Any idea on how this can be fixed?

*Edit:* Out of curiosity I tried to install from FreeBSD-12.0-RELEASE-amd64-dvd1.iso, as this is not a critical machine. Same thing happens even with a completely clean install.


----------



## xtaz (Dec 12, 2018)

I upgraded three 11.2 systems to 12.0 last night and had no issues. These are running ZFS, but only on a single disk without any mirroring or ZRAID. This means that the standard installer puts /boot on the same dataset as /. If you have a mirror/ZRAID I believe the installer creates a new dataset specifically for /boot? I'm wondering if that may have something to do with the issue you guys are seeing.


----------



## GrandAdmiralThrawn (Dec 12, 2018)

Hm, I'm using UFS, and everything is on one disklabel. It's an older BIOS-based machine in my case.

*Edit:* There is one more thing. When booting from the installation medium, or attempting to boot 12.0 from the system disk, when it lists the disks, it says something like "Error: Reading 1 to 0 on 1" or so, including a hex address (unure if the address points at RAM or disk). Not sure what the exact wording of the message was, but it looks like an I/O error. I just created a FreeBSD 11.2-RELEASE installation medium, and it doesn't show that message at all.

Will install 11.2 now to see whether it's a hardware issue or not.

*Edit 2:* Alright, 11.2 works. 12.0 doesn't, neither as an upgrade, nor as a fresh installation (to UFS on a BSD disklabel).


----------



## tedbell (Dec 13, 2018)

I got this error as well on my old BIOS Dell with UFS/BSD labels.


----------



## Polyatomic (Dec 13, 2018)

Right honorable operators, salute. I have a mind to try FreeBSD-12.0-RELEASE using MBR partitioning scheme and traditional BSD disklabel. Onwards I hope to reproduce the above labouring under difficulties. Coming after intence internalization, I shall plan for deliverance of evil (in all honesty this could take a month of Sundays).


----------



## scottro (Dec 13, 2018)

Yup ran into this on a clean install, one other disk in the machine that shouldn't have been touched. 
There's a bug report someone made but no answer to it yet.


----------



## scottro (Dec 13, 2018)

Ok, in my case, I fixed it by choosing MBR for Boot. I'd had GPT, and I don't feel like playing with it at this point, MBR will work fine for me on this machine.


----------



## GrandAdmiralThrawn (Dec 14, 2018)

I guess next time I'm making a full backup of my FreeBSD notebook before attempting an upgrade to 12.x. 

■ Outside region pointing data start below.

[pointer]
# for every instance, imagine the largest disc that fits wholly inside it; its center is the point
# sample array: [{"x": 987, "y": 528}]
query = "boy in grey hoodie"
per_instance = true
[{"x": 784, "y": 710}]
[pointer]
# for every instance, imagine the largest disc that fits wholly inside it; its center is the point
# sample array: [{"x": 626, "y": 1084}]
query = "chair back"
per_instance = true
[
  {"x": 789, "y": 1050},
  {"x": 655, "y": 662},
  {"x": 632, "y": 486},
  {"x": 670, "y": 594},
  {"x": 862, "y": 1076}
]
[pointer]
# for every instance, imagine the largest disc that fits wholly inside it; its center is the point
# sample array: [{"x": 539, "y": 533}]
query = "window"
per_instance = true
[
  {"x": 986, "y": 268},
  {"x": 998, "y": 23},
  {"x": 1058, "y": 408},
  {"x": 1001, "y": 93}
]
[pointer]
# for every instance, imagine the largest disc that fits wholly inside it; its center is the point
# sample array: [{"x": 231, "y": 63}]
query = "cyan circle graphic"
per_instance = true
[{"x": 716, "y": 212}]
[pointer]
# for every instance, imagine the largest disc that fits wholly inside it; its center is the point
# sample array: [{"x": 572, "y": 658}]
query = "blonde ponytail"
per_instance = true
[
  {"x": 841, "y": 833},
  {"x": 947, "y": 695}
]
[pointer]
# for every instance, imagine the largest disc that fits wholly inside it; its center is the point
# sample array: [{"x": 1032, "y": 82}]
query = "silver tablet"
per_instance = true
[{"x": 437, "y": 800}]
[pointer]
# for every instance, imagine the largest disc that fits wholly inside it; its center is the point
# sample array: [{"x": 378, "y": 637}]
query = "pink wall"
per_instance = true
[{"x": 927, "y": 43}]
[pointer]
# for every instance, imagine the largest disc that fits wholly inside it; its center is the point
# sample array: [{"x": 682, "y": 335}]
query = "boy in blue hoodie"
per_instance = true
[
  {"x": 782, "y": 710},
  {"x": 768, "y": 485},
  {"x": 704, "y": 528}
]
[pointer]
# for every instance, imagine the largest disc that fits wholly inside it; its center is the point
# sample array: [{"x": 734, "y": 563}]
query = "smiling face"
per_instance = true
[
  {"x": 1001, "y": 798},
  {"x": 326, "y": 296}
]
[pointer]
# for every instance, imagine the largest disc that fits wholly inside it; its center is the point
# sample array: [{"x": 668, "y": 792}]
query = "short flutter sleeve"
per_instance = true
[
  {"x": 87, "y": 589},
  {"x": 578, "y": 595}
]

Because, upon reinstallation of 11.2 I chose to install to BSD disklabels again.


----------



## Deleted member 30996 (Dec 15, 2018)

Using the FreeBSD-12.0-RELEASE-amd64-memstick.img medium with UFS and BSD Partitioning I got the same error about not being able to load the kernel. I went with UFS and MBR and populating my ports tree now.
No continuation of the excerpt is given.